ABC Canada offers the following tips and activity ideas for each of the 17 days of Olympics events.
1. Find out where the Olympic torch has travelled by looking at a map. You can practice your numeracy skills by calculating the distance travelled.
2. Write a note of congratulations and send it to your favourite Canadian athlete.
3. Keep track of the number of gold, silver and bronze medals won by Canadian athletes in a spreadsheet to improve numeracy and computer literacy skills.
4. Find out more about Vancouver, the host city of the 2010 Winter Olympics. Read about popular tourist attractions like the Rocky Mountains.
5. Read about interesting Olympic sports, such as bobsledding and skeleton.
6. Sing the Canadian national anthem to cheer on the teams.
7. Record all of the 2010 Olympic firsts.
8. Research information about your favourite athlete: Find out where they grew up, how they train, what their favourite food is, etc.
9. In celebration of the Winter Olympics, invite friends and family to take part in your own Olympics competition – why not hold Math Olympics!
10. Collect Olympic commemorative coins and add up your total.
11. Write trivia inspired by the Olympics, for example: Clara Hughes is the only Canadian athlete to win a medal at both the Summer and Winter Olympics
12. Learn the history of the Olympics: origins, past and future host cities and then locate these host cities on a map.
13. During timed events, calculate the difference between the top athletes’ performances to improve numeracy.
14. Identify all of the colours of the Olympic rings and match each to the flag of a participating country.
15. Find out your family’s heritage and follow the progress of your ancestors’ native countries.
16. Pick a sport that you are least familiar with and read up on its rules.
17. Spell the name of one participating country that starts with each letter of the alphabet.

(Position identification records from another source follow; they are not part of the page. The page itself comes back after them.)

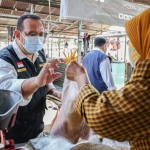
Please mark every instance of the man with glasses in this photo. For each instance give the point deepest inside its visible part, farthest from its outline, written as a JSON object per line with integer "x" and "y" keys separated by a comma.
{"x": 23, "y": 68}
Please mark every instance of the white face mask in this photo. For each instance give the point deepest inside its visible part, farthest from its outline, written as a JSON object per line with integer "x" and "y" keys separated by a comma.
{"x": 133, "y": 55}
{"x": 33, "y": 44}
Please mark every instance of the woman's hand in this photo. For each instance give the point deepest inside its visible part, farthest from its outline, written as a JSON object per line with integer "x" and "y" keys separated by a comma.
{"x": 47, "y": 74}
{"x": 77, "y": 73}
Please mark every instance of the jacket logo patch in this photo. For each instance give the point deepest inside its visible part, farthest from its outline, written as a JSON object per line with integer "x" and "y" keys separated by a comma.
{"x": 20, "y": 64}
{"x": 41, "y": 65}
{"x": 22, "y": 70}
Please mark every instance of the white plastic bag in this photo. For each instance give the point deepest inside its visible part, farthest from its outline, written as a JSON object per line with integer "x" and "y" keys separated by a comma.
{"x": 69, "y": 123}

Ashley Tilley, Communications Co-ordinator for ABC Canada, says “The purpose of doing these exercises is to show that literacy is fun, and it encourages reading and writing. It provides an opportunity for kids to do something that interests them, while building skills at the same time.”
Monica De, Community Literacy Co-ordinator for the Columbia Basin Alliance for Literacy says there are many ways children can improve their skills because there are many different types of learning; physical, emotional, social, language and cognitive, and communications skills and general knowledge.